Natuurlijk zou een kleine groep ingewijden weten om welk tijdschrift en welke medewerkers het ging, maar voor die ingewijden schrijf ik niet. Voor sommige van die ingewijden zou het pijnlijk zijn, maar uiteindelijk, dacht ik, zouden ze begrijpen dat het boek niet over hen gaat maar over de relatie tussen Luna en mij, literair vormgegeven bovendien.

Toen het boek in de winkels lag, barstte de bom. Het begon met een groot artikel van Elsbeth Etty van NRC Handelsblad, waarin werd betoogd dat Het zusje van de bruid nooit had mogen verschijnen.

Lezers zouden er volgens haar ‘in een handomdraai’ achter kunnen komen wie ‘deze beklagenswaardige vrouw’ in werkelijkheid is. Voor het gemak helpt Etty die lezers verderop in haar stuk, door te vermelden om welk tijdschrift en welke medewerkers het zou gaan.

Ik had er ‘poëzie of fictie’ van moeten maken, dan had het misschien nog gekund. Maar het waargebeurde als waargebeurd presenteren, dat is in dit geval ontoelaatbaar. Nooit had ik mij aan deze episode uit mijn eigen leven mogen wagen, omdat ik volgens Etty ‘wellicht medeschuldig ben aan Luna’s lot’.

Boeken over verontrustende onderwerpen die gevaarlijk dichtbij komen, kunnen maar beter fictie zijn, meent Etty. Dan kunnen we altijd nog zeggen dat het gelukkig niet echt is maar verzonnen. Terwijl de ontmaskering van die vrijblijvendheid nu juist de kracht van literaire non-fictie is.


In De Groene Amsterdammer was de morele verontwaardiging over mijn boek nog groter. Recensente Natasha Gerson deed een appèl aan het ‘journalistiek-literaire geweten’ en riep op tot ‘een ethisch reveil binnen de uitgeverij- en mediawereld’.

Volgens Gerson ben ik een schrijver ‘zonder ziel’ en een ‘relatiezwendelaar’. Gerson schrijft dat ik nooit verliefd ben geweest op Luna. Ik zou bewust op zoek zijn geweest naar een borderliner, omdat ik van tevoren al wist dat ik dit boek zou willen schrijven.

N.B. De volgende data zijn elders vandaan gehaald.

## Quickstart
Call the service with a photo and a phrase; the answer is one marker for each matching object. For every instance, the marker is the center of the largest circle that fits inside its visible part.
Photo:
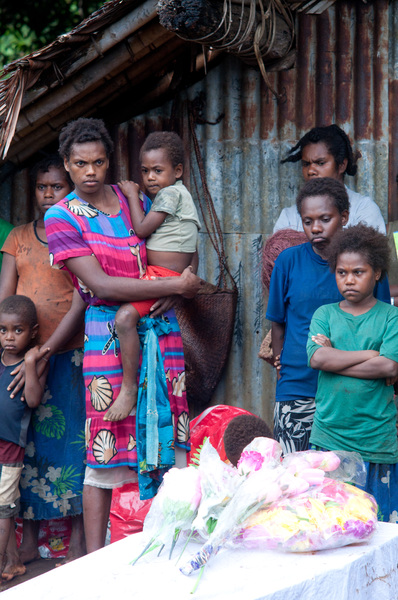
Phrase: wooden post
(205, 22)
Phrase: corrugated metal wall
(346, 72)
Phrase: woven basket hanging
(207, 321)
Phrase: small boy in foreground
(18, 329)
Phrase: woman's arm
(143, 224)
(8, 276)
(71, 324)
(34, 384)
(277, 337)
(378, 367)
(128, 289)
(331, 359)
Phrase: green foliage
(52, 425)
(66, 481)
(27, 25)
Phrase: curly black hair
(81, 131)
(168, 141)
(364, 240)
(324, 186)
(45, 164)
(240, 432)
(336, 141)
(21, 306)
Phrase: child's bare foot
(28, 553)
(123, 405)
(13, 568)
(72, 555)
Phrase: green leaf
(52, 427)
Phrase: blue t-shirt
(14, 414)
(301, 282)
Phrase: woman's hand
(321, 340)
(191, 283)
(278, 366)
(162, 305)
(129, 188)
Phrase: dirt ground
(33, 569)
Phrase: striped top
(76, 228)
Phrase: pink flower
(250, 461)
(312, 476)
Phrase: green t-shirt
(356, 414)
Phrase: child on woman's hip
(171, 226)
(18, 329)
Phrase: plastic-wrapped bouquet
(289, 504)
(329, 515)
(218, 482)
(173, 509)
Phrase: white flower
(53, 474)
(30, 449)
(77, 358)
(44, 412)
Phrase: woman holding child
(91, 235)
(52, 480)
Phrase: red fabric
(212, 423)
(128, 512)
(143, 307)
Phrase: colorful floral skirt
(54, 464)
(113, 444)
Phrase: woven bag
(207, 321)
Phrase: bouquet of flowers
(329, 515)
(173, 509)
(290, 505)
(218, 483)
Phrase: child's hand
(34, 355)
(129, 188)
(278, 366)
(322, 340)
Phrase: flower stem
(195, 587)
(175, 538)
(151, 545)
(185, 545)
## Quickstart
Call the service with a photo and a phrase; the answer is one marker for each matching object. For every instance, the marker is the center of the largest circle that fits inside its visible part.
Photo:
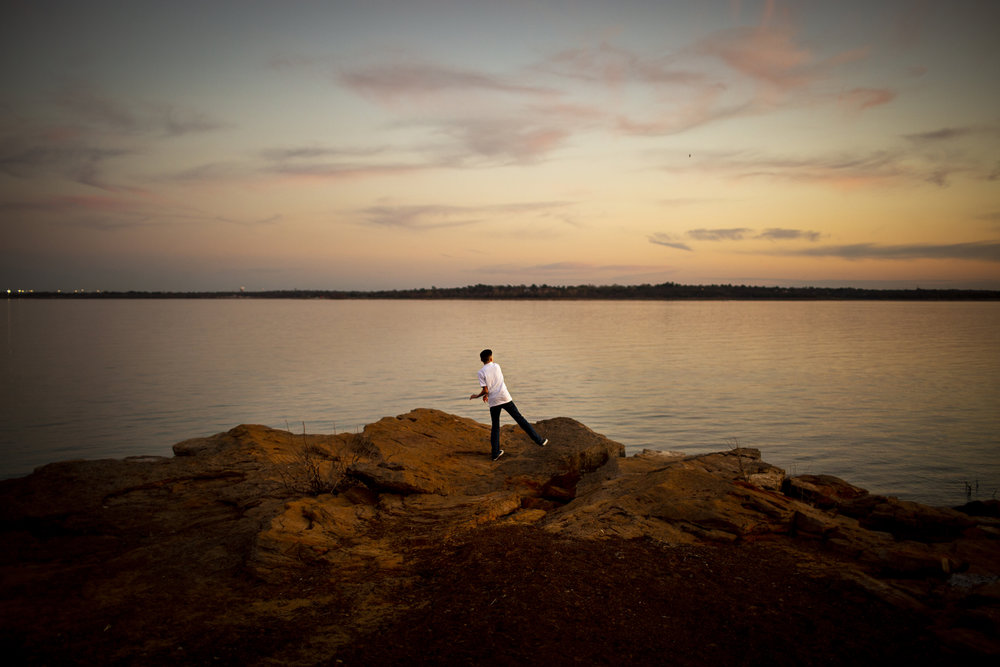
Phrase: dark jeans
(521, 421)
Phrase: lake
(901, 398)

En ik hielp Luna niet, ik ‘versterkte zelfs haar leed’. Ik was, kortom, ‘de uitvreter van een wilsonbekwame en haar wanhopige familie’. Gerson suggereert dat ik bij een van Luna’s zelfmoordpogingen bewust de ambulance niet belde, wellicht in de hoop dat ze zou sterven, want dat zou goed zijn voor het boek. Conclusie: Van Casteren is ‘een flapdrol’, ‘niet helemaal tof in zijn hoofd’ en mag ‘in elk geval nooit meer op kwetsbare onderwerpen’ worden losgelaten.

Je kunt zeggen dat de aantijgingen te zot zijn om op te reageren. Je kunt zeggen dat er, afgezien van Sainte-Beuve, nog nooit een standbeeld voor een criticus is opgericht. Bovendien is het boek in de Volkskrant, Trouw en verschillende regionale kranten wel op inhoudelijke in plaats van morele gronden beoordeeld, dus wat maak ik mij druk?

Toch vermeld ik voor de zekerheid nog even dat ik niet bewust op zoek ben geweest naar een borderliner; op het gebied van vrouwen ben ik helaas te on-beholpen om berekenend te kunnen zijn.

Maar stel dat ik wel berekenend deze situatie zou hebben opgezocht, zoals een oorlogsverslaggever bewust naar een oorlog trekt, dan nog is het curieus om dat in een recensie als argument tegen een boek te gebruiken.


Intussen heeft Vrij Nederland, waar ik jarenlang voor schreef, aan het door de recensenten gewenste Berufsverbot gehoor gegeven. De hoofdredacteur mailde mij dat ik niet langer welkom ben, vanwege mijn ‘opvattingen over journalistiek’. Toevallig werkt daar tegenwoordig iemand die geanonimiseerd voorkomt in het boek. Maar dat zal er niets mee te maken hebben.